Sotos Syndrome and Tatton Brown Rahman Syndrome bear striking similarities, so much so that patients with one have been misdiagnosed as having the other. Both rare diseases cause large stature and head size, also known as overgrowth, distinct facial features, a high prevelance of autism, and intellectual disability. But the two diseases have different genetic origins: Sotos is caused by variants in the NSD1 gene while TBRS involves mutations in the DNMT3A gene. Researchers have now made progress in understanding why Sotos and TBRS are so alike. The laboratory of Harrison Gabel, PhD, Associate Professor in the Department of Neuroscience at Washington University School of Medicine, reports in Molecular Cell that mutations in NSD1 and DNMT3A in mouse models lead to convergent shifts in the activity of genes within neurons.

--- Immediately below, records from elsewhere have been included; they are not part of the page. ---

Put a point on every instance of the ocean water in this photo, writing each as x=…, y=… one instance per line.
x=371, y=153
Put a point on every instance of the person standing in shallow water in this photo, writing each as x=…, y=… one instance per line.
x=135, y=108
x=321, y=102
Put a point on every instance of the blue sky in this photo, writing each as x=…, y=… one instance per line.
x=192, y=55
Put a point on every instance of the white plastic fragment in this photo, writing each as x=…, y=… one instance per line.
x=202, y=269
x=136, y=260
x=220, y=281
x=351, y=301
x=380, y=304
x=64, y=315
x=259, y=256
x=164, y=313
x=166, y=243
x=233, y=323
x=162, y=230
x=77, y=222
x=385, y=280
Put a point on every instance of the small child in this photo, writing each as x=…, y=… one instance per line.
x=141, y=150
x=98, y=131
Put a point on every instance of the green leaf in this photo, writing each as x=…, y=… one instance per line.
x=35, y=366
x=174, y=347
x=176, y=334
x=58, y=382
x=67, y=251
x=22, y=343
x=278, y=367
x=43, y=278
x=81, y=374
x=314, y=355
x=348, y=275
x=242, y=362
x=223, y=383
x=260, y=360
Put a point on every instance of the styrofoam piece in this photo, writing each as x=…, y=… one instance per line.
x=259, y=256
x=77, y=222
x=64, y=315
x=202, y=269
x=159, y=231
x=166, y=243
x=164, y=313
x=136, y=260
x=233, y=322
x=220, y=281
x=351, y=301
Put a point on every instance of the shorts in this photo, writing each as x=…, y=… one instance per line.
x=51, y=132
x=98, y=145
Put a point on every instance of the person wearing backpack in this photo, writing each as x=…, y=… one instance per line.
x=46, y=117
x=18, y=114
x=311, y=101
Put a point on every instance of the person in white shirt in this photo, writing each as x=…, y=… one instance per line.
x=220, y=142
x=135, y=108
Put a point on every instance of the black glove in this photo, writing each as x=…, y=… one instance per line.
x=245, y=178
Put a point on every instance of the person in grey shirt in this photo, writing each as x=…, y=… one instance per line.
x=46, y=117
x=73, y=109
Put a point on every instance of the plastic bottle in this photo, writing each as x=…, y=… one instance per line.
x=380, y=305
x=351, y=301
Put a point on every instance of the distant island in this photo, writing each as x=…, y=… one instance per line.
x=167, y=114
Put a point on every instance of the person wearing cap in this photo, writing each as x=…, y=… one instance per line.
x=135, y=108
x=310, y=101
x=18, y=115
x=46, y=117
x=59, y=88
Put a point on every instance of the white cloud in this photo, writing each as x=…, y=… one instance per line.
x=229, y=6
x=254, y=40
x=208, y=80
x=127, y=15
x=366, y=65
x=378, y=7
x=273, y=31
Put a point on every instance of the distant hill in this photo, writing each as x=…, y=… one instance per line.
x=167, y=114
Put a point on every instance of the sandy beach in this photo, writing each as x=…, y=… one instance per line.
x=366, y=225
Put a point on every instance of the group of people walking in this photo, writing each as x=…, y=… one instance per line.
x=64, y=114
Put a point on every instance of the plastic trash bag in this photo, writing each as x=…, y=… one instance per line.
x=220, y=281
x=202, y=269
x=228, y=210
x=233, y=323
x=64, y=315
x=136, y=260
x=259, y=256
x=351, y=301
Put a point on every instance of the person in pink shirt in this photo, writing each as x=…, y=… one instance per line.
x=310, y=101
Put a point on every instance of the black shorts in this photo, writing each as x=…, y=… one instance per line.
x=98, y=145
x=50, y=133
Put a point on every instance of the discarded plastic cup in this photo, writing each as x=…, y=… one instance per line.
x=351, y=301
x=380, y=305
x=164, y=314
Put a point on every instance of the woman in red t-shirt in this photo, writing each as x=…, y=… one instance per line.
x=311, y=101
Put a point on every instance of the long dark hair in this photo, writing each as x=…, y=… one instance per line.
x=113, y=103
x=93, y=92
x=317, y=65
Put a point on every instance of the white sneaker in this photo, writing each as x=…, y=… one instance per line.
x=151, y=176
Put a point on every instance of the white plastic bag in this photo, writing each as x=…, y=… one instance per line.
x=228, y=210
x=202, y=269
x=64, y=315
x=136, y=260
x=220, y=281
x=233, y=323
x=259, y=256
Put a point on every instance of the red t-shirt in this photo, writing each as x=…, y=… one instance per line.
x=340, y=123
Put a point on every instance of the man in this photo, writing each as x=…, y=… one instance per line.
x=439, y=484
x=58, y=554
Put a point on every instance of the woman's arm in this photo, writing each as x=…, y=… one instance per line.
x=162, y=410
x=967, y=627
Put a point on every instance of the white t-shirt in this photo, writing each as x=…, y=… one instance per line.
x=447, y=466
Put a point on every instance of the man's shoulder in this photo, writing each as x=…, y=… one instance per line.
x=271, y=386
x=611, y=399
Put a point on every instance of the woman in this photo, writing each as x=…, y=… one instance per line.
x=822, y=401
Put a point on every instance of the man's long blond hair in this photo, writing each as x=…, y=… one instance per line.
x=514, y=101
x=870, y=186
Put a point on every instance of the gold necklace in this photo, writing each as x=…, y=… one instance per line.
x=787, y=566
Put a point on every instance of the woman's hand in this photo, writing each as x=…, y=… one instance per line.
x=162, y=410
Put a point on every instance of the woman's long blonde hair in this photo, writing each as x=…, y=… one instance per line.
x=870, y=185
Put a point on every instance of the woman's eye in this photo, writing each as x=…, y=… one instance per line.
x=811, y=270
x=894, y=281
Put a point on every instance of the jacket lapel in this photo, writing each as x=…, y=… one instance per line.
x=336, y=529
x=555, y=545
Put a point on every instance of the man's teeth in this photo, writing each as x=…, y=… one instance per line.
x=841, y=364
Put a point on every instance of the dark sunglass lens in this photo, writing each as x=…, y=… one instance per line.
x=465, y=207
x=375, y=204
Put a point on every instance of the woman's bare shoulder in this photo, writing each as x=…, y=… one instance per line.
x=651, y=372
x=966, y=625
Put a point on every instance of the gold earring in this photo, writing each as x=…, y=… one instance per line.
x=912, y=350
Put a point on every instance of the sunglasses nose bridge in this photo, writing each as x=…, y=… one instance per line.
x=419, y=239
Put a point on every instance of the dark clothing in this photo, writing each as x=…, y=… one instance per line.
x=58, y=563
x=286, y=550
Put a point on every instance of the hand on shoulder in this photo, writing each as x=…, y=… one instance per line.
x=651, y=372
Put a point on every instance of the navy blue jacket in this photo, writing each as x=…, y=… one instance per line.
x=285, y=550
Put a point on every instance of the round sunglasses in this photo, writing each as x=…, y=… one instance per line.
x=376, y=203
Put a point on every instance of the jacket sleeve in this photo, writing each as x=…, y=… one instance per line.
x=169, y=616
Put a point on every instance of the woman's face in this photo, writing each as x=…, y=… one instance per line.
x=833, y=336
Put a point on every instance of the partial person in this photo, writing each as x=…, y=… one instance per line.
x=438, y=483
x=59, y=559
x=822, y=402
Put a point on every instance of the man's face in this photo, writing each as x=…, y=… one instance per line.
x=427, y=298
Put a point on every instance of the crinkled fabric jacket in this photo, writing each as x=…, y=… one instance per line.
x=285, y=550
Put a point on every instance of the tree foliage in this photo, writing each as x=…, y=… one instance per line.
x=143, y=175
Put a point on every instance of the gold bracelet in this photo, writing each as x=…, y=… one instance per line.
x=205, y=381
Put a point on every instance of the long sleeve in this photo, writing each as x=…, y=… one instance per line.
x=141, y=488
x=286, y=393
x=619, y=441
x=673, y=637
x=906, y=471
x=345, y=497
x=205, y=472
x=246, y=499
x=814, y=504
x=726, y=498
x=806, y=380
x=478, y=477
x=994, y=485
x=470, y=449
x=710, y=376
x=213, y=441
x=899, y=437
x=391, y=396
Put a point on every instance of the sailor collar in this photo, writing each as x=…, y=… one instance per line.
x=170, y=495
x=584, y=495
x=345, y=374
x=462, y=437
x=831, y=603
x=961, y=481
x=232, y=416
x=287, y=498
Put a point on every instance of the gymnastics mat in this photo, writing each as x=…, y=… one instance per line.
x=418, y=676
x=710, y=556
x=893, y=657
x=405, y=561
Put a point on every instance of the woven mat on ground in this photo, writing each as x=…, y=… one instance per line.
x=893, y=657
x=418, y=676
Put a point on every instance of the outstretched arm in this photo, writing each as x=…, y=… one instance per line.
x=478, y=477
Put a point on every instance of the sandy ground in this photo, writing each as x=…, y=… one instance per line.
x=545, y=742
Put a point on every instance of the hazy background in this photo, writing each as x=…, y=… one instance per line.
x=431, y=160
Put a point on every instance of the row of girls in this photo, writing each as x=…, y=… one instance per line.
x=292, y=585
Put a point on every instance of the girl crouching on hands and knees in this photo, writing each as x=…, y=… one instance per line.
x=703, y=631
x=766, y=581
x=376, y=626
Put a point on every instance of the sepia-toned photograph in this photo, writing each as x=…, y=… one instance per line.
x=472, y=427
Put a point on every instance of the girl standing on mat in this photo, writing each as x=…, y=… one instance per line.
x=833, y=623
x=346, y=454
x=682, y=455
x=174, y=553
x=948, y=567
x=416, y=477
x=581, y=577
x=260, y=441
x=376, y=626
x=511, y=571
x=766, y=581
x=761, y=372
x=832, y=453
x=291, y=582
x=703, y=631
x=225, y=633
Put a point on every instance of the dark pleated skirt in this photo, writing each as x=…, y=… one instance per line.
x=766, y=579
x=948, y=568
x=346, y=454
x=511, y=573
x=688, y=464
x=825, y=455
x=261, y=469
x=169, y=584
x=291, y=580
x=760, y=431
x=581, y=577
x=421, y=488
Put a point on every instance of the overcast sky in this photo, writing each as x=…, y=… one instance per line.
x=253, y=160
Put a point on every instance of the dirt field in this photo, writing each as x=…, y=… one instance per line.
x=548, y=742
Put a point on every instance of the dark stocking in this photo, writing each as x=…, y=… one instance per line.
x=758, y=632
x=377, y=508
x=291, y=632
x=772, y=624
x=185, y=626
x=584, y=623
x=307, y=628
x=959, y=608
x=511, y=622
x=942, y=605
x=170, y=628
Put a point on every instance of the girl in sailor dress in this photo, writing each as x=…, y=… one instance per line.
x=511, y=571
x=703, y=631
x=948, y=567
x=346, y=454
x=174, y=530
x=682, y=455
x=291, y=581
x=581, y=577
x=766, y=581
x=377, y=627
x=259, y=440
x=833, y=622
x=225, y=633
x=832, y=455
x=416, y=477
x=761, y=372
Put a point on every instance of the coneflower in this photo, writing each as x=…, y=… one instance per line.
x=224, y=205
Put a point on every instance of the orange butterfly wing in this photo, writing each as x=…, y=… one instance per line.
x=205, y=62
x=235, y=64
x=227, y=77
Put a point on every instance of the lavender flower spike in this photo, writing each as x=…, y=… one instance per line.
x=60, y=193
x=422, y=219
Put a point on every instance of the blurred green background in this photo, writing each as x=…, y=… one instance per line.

“We saw overwhelming overlap in concordantly upregulated genes,” said Nicole Hamagami, the co-first author of the paper. “It was pretty exciting to see. It suggests there’s this overarching genetic de-repression that’s happening between these two diseases,” added Hamagami, who is a graduate student in the Gabel Lab in the medical scientist training program.

“Our study points to neuronal DNA methylation as a convergence point in TBRS, Sotos syndrome and likely additional disorders,” said Gabel. “We think this serves as a model for how to decode distinct genetic diseases with overlapping pathology.”

NSD1 and DNMT3Aare enzymes involved in gene regulation through methylation. NSD1 deposits methyl groups onto histones—specifically, the histone H3K36—and DNMT3A adds methyl groups to DNA, including the brain-specific methylation of CA dinucleotides (mCA) in the genome. “The deposition and readout of the mCA mark is really important for regulation of neuronal genes and critical for neuronal function,” said Hamagami, which explains why mutations in DNMT3A can lead to neurodevelopmental disorders. The question she was after was whether the substrates of NSD1 and DNMT3A are related.

A lot of neurodevelopmental disorder models and autism spectrum disorder models tend to have subtle gene effects, but we think the accumulation of these subtle gene effects is what’s contributing to the disease.

Nicole Hamagami

Hamagami, together with her co-first author Dennis Wu, another student in the lab, and colleagues, first set out to determine how the pattern of mCA is established across the genome. Studies outside the nervous system have shown that H3K36 methylation recruits DNMT3A to methylate CG dinucleotides in the genome. To see if the same is true for mCA in the brain, the team compared H3K36 methylation patterns in the cerebral cortex of young mice and found that it mirrored later mCA patterns in the genome of neurons. They then disrupted the function of NSD1 and found that in regions of the genome where H3K36 methylation was perturbed, mCA patterns were similarly altered.

“We see epigenetic dysregulation occurring,” said Hamagami. “The ultimate question is, given that we see shared clinical phenotypes across TBRS and Sotos, can we explain that overlap at the molecular level and observe transcriptional disruption across different disease models?”

To answer this question, the team turned to a TBRS mouse model the Gabel Lab had already developed. They also created a mouse with NSD1 knocked out in the brain. Comparing effects on gene expression in the mice’s brains, they found parallel upregulation in genes important for neuronal development and maturation processes. “A lot of neurodevelopmental disorder models and autism spectrum disorder models tend to have subtle gene effects, but we think the accumulation of these subtle gene effects is what’s contributing to the disease,” said Hamagami.

She said that identifying points of convergence in rare diseases is important for developing therapeutics that could treat multiple disorders. Presently, there are no treatments for Sotos or TBRS.